I think we've touched on some points and I have other points to touch on, but I'll leave it there for a moment unless you want me to elaborate.

4:20 p.m.

NDP

Penny Priddy NDP Surrey North, BC

Do other witnesses want to speak to their held views about having it under the Criminal Code, as opposed to immigration? I realize the standard of evidence, of course, is different.

4:25 p.m.

President, Ligue des droits et libertés

Dominique Peschard

Pursuing it in the same direction, from a practical standpoint, there are presently five people who are under security certificates. I find it hard to believe that, from the point that the police or security services believed these people represented a threat, we did not have the means in Canada to monitor these people, find out what their activities were, and end up having a solid proof of their guilt, of participating in activities, and, in a way of proceeding that way, finding out the networks they belong to and thus achieving better success in the fight against terrorism.

When the police investigate organized crime, they don't seize the first person they suspect. They follow a trail and establish links in order to net in the maximum of the organization. It seems to me that the same philosophy should preside over the fight against terrorism.

4:25 p.m.

Executive Director, Canadian Council for Refugees

Janet Dench

We mention this in our brief, and I just want to highlight the concern we have about the differential treatment of citizens and non-citizens. Bearing in mind that immigrants and refugees are often subject to scapegoating, prejudices, and stereotyping, it is important that we try to avoid that as much as possible.

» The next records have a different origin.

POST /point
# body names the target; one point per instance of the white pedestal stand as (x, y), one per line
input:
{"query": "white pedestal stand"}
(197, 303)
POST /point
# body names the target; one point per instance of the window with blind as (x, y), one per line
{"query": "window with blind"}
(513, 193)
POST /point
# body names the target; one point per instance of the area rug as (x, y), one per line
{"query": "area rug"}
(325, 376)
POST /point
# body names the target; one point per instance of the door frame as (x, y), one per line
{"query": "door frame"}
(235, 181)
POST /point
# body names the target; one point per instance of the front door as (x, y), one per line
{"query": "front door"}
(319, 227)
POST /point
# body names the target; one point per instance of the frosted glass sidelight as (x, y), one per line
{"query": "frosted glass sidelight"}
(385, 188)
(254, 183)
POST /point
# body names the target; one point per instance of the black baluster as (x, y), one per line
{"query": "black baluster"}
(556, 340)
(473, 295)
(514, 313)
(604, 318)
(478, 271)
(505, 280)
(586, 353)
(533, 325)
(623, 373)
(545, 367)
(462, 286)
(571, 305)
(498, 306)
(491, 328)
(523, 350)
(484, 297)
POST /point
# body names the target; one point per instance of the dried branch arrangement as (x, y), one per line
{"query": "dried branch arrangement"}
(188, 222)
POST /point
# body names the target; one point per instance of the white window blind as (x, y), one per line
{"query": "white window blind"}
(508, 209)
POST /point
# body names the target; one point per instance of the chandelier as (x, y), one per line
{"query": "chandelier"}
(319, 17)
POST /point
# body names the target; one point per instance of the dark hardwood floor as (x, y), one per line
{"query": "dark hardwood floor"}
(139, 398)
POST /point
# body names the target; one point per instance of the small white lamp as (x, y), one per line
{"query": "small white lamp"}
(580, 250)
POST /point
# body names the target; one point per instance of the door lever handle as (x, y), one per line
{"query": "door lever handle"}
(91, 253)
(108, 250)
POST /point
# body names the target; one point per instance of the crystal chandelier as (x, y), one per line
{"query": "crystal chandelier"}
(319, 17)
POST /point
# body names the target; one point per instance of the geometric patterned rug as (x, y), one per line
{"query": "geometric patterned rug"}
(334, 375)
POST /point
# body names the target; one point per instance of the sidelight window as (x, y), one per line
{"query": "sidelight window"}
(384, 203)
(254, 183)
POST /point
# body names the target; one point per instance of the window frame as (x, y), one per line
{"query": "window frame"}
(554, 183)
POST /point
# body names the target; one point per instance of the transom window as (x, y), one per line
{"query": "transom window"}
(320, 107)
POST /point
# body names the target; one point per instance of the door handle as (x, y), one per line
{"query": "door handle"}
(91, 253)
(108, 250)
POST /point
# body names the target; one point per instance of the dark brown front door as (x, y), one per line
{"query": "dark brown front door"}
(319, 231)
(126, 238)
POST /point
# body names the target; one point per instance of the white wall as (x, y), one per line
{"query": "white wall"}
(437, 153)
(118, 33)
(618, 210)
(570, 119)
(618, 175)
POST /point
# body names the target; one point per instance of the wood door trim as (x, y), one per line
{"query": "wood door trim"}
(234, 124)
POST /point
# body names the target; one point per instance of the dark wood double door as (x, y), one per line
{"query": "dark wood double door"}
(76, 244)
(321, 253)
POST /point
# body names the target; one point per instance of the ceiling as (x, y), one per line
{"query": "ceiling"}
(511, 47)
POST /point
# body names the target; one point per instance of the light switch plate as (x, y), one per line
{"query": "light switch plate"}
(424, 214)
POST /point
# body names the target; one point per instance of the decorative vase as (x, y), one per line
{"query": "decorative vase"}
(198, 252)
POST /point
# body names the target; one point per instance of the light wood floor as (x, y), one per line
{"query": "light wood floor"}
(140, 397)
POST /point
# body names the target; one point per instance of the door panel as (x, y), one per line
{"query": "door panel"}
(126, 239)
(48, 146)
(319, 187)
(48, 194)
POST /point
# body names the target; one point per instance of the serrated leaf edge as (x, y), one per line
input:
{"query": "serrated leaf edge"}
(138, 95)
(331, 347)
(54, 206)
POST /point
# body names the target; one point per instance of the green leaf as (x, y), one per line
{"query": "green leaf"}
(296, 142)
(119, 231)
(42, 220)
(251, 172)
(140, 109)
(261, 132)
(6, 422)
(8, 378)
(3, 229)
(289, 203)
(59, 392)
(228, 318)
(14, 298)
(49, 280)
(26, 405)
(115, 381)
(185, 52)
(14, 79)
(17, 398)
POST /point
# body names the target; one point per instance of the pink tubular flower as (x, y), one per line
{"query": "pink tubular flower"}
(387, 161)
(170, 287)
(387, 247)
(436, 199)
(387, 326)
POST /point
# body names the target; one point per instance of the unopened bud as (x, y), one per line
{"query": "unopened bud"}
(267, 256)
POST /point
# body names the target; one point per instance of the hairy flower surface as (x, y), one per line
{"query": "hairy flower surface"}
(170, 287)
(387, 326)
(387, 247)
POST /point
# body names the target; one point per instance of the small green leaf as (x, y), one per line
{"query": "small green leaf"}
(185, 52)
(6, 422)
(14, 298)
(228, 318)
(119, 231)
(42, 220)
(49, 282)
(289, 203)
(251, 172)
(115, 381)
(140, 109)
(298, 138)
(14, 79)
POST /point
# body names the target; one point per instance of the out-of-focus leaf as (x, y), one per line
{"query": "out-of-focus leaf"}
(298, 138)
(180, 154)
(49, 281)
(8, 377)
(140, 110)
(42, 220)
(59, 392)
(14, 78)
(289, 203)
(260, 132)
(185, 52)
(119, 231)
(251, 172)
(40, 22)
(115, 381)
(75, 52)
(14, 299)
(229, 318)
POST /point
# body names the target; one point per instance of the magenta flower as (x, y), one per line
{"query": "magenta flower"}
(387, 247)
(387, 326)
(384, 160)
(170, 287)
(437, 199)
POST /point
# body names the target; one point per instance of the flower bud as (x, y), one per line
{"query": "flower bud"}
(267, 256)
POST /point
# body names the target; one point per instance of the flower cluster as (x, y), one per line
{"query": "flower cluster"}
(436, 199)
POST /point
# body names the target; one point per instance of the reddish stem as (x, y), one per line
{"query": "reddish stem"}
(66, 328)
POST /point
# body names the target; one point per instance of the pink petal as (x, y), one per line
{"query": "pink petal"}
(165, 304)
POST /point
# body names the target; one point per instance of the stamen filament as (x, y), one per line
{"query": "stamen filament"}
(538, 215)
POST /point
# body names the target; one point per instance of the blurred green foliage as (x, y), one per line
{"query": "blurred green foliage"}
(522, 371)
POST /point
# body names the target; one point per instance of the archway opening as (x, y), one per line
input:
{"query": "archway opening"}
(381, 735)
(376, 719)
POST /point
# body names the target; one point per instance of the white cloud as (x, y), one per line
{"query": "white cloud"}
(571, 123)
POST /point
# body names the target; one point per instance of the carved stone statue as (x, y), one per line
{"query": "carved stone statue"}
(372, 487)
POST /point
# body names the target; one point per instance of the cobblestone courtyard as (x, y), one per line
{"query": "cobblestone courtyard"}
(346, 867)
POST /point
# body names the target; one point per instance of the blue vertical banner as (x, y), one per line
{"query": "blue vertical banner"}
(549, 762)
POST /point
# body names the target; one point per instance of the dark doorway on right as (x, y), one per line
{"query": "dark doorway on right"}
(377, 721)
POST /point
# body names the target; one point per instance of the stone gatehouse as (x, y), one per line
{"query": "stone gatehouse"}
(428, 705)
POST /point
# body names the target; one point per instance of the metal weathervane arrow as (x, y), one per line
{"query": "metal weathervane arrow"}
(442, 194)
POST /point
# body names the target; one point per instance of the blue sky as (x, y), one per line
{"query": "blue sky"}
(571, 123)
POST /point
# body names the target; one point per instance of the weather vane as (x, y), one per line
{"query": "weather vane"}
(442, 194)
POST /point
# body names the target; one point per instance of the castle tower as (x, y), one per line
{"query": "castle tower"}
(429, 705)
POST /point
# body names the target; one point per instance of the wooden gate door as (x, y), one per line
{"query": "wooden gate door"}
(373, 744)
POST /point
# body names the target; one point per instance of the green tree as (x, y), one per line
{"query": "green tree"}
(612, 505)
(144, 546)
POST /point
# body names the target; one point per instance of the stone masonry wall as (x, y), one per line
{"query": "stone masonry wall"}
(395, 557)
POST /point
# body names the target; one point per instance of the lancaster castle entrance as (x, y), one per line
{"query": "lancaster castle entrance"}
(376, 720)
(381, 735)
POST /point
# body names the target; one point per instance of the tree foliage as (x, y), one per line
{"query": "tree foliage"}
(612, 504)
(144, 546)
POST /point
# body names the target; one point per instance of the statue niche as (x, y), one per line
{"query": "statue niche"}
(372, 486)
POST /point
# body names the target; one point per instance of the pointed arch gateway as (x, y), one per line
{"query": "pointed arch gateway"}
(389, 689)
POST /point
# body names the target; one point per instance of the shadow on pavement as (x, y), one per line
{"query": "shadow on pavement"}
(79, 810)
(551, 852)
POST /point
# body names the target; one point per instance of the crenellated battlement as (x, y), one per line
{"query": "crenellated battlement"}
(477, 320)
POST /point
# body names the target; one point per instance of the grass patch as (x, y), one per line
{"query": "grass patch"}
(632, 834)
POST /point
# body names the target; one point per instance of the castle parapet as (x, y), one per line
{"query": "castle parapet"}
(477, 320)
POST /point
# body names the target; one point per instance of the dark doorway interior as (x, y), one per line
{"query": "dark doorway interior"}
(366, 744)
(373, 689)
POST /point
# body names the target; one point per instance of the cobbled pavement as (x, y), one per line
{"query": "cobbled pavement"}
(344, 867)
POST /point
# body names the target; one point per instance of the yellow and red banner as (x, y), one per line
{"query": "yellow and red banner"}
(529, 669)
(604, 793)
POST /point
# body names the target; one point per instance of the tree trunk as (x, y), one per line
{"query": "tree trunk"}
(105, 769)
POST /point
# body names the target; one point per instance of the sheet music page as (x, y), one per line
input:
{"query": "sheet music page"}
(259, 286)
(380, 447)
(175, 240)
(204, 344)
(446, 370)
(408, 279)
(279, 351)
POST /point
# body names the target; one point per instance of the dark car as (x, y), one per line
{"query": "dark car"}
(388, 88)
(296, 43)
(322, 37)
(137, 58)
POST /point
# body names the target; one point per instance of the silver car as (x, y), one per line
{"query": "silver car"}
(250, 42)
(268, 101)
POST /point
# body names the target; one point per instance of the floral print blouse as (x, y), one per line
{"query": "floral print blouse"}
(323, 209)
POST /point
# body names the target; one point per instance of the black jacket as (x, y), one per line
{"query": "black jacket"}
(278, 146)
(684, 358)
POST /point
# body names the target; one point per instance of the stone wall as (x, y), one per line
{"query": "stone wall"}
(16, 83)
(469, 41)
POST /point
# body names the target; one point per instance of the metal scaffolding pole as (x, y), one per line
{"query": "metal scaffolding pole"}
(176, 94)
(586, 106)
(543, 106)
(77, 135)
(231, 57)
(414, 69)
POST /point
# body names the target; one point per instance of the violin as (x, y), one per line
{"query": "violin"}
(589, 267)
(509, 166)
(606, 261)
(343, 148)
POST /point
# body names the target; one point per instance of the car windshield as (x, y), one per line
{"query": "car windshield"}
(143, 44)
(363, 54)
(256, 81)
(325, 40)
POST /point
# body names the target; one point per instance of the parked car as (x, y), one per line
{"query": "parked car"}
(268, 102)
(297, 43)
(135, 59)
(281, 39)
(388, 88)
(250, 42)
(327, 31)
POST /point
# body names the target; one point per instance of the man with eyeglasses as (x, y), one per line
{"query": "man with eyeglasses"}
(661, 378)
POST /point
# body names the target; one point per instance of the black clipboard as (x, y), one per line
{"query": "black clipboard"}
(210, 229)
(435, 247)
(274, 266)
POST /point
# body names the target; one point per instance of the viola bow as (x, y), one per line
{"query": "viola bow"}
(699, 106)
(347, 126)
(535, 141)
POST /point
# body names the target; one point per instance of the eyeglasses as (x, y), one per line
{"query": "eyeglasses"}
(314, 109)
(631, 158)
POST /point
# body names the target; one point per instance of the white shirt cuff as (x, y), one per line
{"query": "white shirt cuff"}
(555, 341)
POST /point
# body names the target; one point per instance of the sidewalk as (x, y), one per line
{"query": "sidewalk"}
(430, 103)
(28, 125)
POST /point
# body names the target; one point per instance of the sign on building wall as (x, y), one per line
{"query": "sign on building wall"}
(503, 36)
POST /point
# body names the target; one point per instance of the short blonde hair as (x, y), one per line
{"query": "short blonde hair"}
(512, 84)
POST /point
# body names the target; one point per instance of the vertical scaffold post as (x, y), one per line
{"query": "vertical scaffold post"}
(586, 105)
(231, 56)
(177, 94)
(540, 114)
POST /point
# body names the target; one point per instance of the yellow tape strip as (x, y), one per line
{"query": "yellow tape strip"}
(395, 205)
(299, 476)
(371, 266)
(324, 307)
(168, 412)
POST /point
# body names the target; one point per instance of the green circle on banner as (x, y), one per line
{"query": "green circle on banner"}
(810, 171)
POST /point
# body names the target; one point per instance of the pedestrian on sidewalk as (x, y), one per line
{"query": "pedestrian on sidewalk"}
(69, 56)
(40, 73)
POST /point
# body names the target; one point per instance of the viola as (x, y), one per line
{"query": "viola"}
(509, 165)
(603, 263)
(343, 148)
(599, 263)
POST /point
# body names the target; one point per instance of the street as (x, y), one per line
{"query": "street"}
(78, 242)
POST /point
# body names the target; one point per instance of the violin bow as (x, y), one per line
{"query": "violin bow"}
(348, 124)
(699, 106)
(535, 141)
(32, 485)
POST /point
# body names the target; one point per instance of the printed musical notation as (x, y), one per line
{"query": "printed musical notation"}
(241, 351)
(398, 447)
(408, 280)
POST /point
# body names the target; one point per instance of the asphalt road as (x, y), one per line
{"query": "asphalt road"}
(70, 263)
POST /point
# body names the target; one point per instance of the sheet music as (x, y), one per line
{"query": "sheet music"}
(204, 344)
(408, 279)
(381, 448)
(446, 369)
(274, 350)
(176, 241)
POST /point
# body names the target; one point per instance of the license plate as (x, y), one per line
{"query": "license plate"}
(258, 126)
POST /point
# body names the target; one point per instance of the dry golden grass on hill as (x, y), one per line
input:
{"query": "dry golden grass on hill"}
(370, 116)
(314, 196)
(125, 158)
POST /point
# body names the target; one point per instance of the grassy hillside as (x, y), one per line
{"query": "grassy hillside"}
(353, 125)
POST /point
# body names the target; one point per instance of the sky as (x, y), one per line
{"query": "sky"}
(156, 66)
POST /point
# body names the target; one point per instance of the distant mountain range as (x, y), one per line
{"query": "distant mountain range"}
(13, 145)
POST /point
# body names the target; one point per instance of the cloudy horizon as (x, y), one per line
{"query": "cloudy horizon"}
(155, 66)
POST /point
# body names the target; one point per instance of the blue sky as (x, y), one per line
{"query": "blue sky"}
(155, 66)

The use of immigration measures, in fact, only has the effect of reinforcing these sorts of negative stereotypes. Why? There can be citizens who may raise the same concerns as those people who are currently under security certificates, but because they're citizens they cannot be made subject to a security certificate. So what is presented to the Canadian public all the time is non-citizens, immigrants, and refugees who are presented in the media as being the potential threats to Canadian security. That works entirely against the objective of welcoming newcomers and integrating new Canadians.

4:25 p.m.

Conservative

The Chair Conservative Garry Breitkreuz

You have just a little more than a minute.

4:25 p.m.

NDP

Penny Priddy NDP Surrey North, BC

Good. A minute.

I can't remember which individual from the refugee organization made a comment that the public is skeptical about the information received from the RCMP or CSIS, but you gave a variety of examples. I know there's not much time left, but would you want to recommend a model of oversight?

4:25 p.m.

Former President, Canadian Council for Refugees

Sharryn Aiken

Absolutely. The CCR has urged the government to adopt much more expansive oversight mechanisms and measures to ensure accountability, and that's consistently included in all our briefs.

4:25 p.m.

Executive Director, Canadian Council for Refugees

Janet Dench

And to underline in particular in relation to the Canada Border Services Agency, which is not subject to any kind of external review, although it has the power of arrest and detention.

4:25 p.m.

President, Ligue des droits et libertés

Dominique Peschard

Just one word. Justice O'Connor put forward an extensive review mechanism, which we're still waiting for the government to implement, and it reviews all the agencies, those who are involved in intelligence and those who are involved in police work.